However, in countries like Bolivia, informal workers such as street vendors, fortunetellers, witches, clowns, gravestone cleaners, sex workers, domestic workers, shoe shiners, and many others come together in powerful unions. In Bolivia, South Africa, South Korea, and India, national informal worker organizations represent millions of citizens (Agarwala 2013, Bhowmik 2012, Lazar 2007). Why do informal workers organize? 

I find that officials pay informal workers to organize. Officials have the power to encourage or discourage civil society participation among any group and they strategically use that power to start, help, or hurt informal workers’ organizations. In many places, officials offer informal workers cash and in-kind incentives to organize self-regulating groups, participate in those organizations, and enforce local regulations through those groups. Some governments pay informal workers to organize: In La Paz, Bolivia, officials and street vendors report that some political parties and city administrations pay leaders to cooperate, while in El Alto, Bolivia, the city government had an agreement to return half of all licensing fees to street vendor organizations. In India, the government issues organized informal workers debit cards for health care expenses (Agarwala 2013, p.3-4). In many more cases, officials offer informal workers policy input or incentives that can be used for material gain—on the condition that they organize. 

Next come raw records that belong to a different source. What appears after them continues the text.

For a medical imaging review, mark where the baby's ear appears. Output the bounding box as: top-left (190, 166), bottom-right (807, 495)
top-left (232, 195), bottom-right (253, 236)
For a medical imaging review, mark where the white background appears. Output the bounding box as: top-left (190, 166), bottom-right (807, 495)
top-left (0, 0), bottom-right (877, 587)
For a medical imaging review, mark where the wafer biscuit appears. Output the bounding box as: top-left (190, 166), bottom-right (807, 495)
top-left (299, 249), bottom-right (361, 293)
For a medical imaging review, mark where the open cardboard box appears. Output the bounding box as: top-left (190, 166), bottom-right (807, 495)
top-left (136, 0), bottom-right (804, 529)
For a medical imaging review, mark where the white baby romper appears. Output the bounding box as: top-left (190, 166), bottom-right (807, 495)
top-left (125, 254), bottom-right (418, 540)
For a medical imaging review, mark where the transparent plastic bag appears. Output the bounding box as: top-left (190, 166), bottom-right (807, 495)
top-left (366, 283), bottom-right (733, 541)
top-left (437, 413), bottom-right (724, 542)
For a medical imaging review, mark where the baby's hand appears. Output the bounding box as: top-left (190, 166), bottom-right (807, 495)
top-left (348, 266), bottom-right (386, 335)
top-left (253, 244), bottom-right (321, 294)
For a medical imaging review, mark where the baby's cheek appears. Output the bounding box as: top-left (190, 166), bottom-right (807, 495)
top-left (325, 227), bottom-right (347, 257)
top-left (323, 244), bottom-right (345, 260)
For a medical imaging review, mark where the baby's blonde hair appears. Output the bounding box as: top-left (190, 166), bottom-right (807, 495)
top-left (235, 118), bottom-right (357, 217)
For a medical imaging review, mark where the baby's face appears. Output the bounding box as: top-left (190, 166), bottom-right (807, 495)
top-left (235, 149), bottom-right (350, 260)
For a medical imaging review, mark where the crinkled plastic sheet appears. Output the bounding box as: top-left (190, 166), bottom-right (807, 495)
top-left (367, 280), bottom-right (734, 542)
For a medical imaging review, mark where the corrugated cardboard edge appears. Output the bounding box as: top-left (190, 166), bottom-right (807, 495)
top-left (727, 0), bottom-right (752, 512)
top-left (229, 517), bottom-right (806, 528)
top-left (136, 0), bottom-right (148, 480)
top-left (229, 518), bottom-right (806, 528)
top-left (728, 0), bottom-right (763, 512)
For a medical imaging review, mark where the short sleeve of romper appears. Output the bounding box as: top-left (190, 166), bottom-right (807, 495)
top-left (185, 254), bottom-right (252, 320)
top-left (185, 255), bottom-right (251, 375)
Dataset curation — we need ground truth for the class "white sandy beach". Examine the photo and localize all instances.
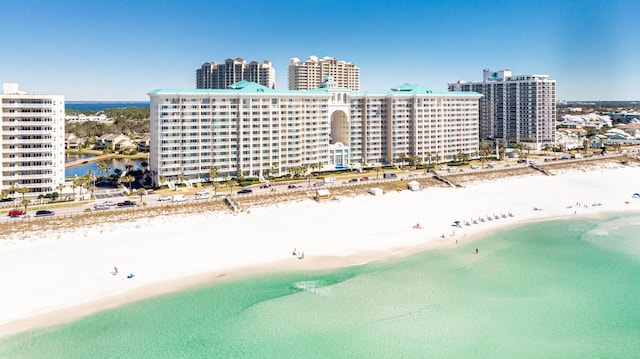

I argue that officials and informal workers are more likely to pursue this strategy under the following conditions: First, where informal workers’ compliance affects officials’ career advancement. Second, where the number and activities of informal workers exceed officials’ enforcement capacity. Third, where at least some informal workers have the know-how and resources to organize their colleagues. Where these conditions exist, incentives from officials promote organization, compliance, and civil society participation that would not otherwise exist. Leaders in informal markets use these incentives to make it worth their colleagues’ time to join and participate in informal workers’ organizations. Once informal workers organize, officials can bargain over legalization, regulation, and enforcement with a representative group. The group, in turn, enforces laws more thoroughly than officials could on their own.

The book marshals original interview, survey, and ethnographic data from bureaucratic offices and street markets to develop the theory. I ground the theory’s assumptions in ethnographic data that I collected while working as a street vendor in La Paz and São Paulo. I then formalize the theoretical core in a game theoretic model. I use machine learning techniques to estimate who is an informal worker and build a dataset of over 37,000 informal workers across Latin America. I test the implications of the theory on the machine-generated data and on cross-national data from the Latin American Public Opinion Project, the OECD, Varieties of Democracy, and the World Bank. Regressions find significant associations between lower state capacity, higher personal resources, and increased civil society participation. Case studies of unorganized and organized street vendors and the officials they interact with in La Paz, El Alto, and São Paulo illustrate the model’s equilibria. I conclude by suggesting that governments can increase compliance by delegating some enforcement to civil society groups.